House sharing between pensioners and young single jobseekers in London and the South-east will be encouraged by the British government as part of a radical Department of Health shake-up of social care.

Pensioners in large houses, who are often lonely, will be invited to offer a spare room to younger people in return for routine help around the house, including doing the shopping.

The plans will be part of a Green Paper this autumn to tackle the breakdown of traditional support by families for elderly relatives which the Government estimates is worth £50bn a year. Ministers believe it will help tackle the increasing problem of "adult abuse".

Stephen Ladyman, the Health minister in charge of social care, said the voluntary house-sharing scheme could be put on a national footing, with possible state funding.

Mr Ladyman said: "In return for subsidised rent, young, single jobseekers in London and the South-east could be invited to live with an older person, do a bit of shopping and agree to spend a bit of time during the week, chatting to them, involving them in their lives.

"You do something about the housing problem and the fact that young people need a bit of help to get their first job; and you have got somebody bringing a little bit of quality into an older person's life."

Ministers are aware that many pensioners value their independence, and will not want to share their homes.
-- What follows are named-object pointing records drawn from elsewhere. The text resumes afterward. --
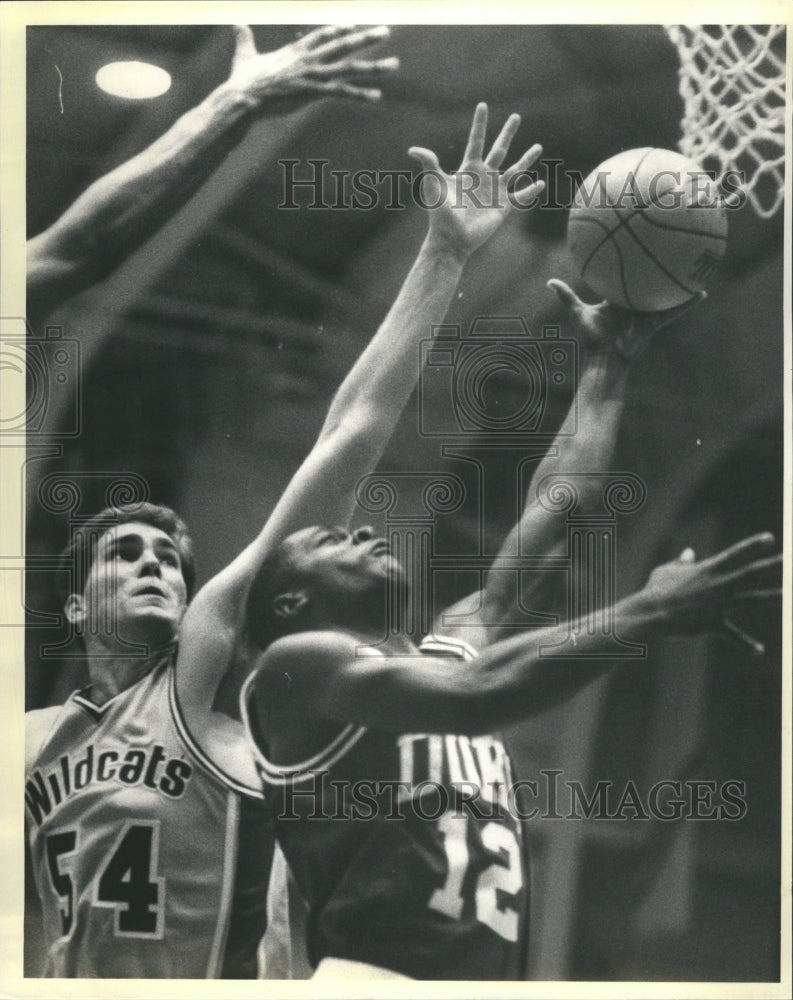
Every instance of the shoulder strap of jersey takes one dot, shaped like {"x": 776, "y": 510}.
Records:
{"x": 441, "y": 645}
{"x": 304, "y": 770}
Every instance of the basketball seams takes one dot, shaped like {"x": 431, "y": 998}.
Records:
{"x": 665, "y": 267}
{"x": 659, "y": 265}
{"x": 651, "y": 220}
{"x": 619, "y": 259}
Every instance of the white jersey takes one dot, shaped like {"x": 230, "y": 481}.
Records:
{"x": 148, "y": 863}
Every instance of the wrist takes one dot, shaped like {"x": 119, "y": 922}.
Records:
{"x": 640, "y": 616}
{"x": 233, "y": 100}
{"x": 446, "y": 248}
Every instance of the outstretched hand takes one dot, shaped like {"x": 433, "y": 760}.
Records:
{"x": 699, "y": 596}
{"x": 605, "y": 327}
{"x": 322, "y": 63}
{"x": 468, "y": 206}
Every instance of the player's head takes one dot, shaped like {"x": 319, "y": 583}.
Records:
{"x": 131, "y": 573}
{"x": 321, "y": 578}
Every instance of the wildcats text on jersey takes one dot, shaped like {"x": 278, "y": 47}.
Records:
{"x": 148, "y": 766}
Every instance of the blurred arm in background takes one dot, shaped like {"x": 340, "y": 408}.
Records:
{"x": 123, "y": 208}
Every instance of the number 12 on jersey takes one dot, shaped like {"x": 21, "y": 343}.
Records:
{"x": 506, "y": 877}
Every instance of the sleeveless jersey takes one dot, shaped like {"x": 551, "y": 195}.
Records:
{"x": 405, "y": 848}
{"x": 149, "y": 863}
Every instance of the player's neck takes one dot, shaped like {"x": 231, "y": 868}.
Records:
{"x": 113, "y": 672}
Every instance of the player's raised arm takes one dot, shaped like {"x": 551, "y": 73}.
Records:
{"x": 123, "y": 208}
{"x": 310, "y": 675}
{"x": 610, "y": 338}
{"x": 367, "y": 406}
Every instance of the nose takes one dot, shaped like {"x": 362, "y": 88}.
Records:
{"x": 149, "y": 563}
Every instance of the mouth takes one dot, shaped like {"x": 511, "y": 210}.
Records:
{"x": 150, "y": 591}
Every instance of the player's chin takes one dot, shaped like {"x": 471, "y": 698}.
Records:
{"x": 154, "y": 625}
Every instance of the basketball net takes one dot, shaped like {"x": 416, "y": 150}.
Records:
{"x": 732, "y": 81}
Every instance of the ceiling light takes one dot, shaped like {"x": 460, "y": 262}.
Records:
{"x": 133, "y": 80}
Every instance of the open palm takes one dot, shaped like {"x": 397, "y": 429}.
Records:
{"x": 467, "y": 207}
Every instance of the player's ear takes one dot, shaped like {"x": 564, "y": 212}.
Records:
{"x": 74, "y": 609}
{"x": 290, "y": 605}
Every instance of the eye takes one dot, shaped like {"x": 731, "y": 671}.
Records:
{"x": 128, "y": 550}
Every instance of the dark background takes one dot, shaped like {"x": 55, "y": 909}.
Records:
{"x": 208, "y": 359}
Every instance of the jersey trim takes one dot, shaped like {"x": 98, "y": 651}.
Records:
{"x": 206, "y": 762}
{"x": 445, "y": 646}
{"x": 287, "y": 774}
{"x": 284, "y": 774}
{"x": 227, "y": 891}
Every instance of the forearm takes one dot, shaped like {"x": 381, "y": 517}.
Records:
{"x": 585, "y": 443}
{"x": 120, "y": 210}
{"x": 379, "y": 385}
{"x": 587, "y": 437}
{"x": 511, "y": 680}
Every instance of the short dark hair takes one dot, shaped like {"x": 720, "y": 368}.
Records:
{"x": 275, "y": 576}
{"x": 77, "y": 557}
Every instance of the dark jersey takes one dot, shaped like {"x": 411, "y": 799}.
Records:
{"x": 405, "y": 848}
{"x": 148, "y": 863}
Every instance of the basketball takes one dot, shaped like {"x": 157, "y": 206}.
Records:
{"x": 647, "y": 229}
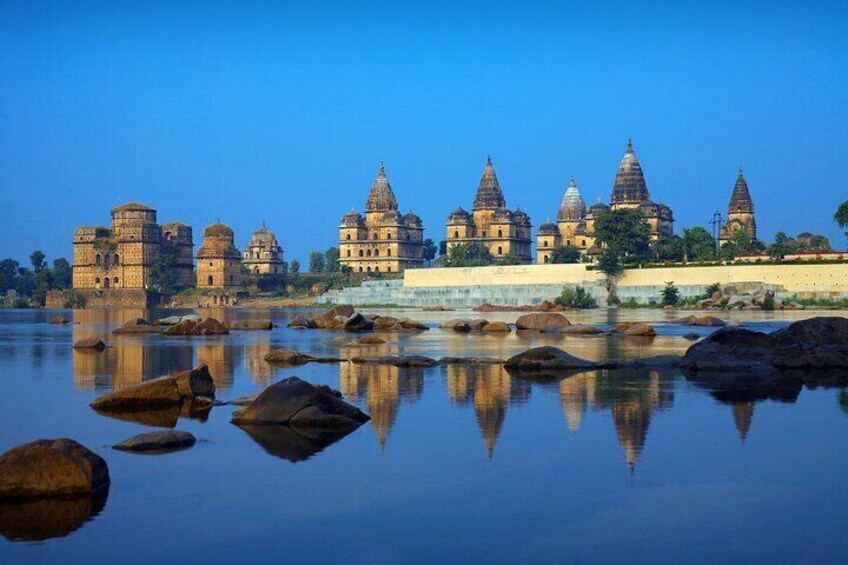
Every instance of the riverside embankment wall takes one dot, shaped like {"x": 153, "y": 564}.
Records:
{"x": 530, "y": 284}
But Mr Ladyman has told officials to "think outside the box" for a Green Paper to be published in the autumn on improving social care for the elderly.

Home-share schemes are already being organised by some voluntary groups. "Maybe we need to do more to help the voluntary sector to organise it, more to advertise it, maybe there are things we could do - maybe subsidise the administration of it or use grants to get home share started," he said.

Other ideas he is pursuing for the consultation document include creating a carers' website, like the eBay auction, where those who can provide help to the elderly can post what they can offer on the internet and the elderly can pick and choose.

Care swapping is also likely to find its way into the Green Paper. This would provide voluntary back-up on behalf of family members, who cannot regularly visit their own relatives in need of care, in return for a few hours a week of voluntary help in their own area.

Mr Ladyman told carers in a survey for the Green Paper that while people find it completely unacceptable to treat children badly, society allowed it to happen to adults. "There is a feeling that adults can look after themselves. For most adults that is true but a lot of adults in the care system cannot look after themselves.

It is one of the reasons we have been much slower to deal with adult abuse than we have with children's abuse," he said. "In the old days all the family would have been in the same location. We would have seen ourselves having responsibilities towards each other which we no longer see ourselves as having. We all fly the nest without a second's thought about what will happen when the family gets old."

One of the most controversial changes will be a proposal for the elderly to receive direct payments or be given their own budgets for care. Mr Ladyman said they could also benefit from independent assessors, rather than having their cases assessed by NHS or council assessors, who could feel constrained by financial limits.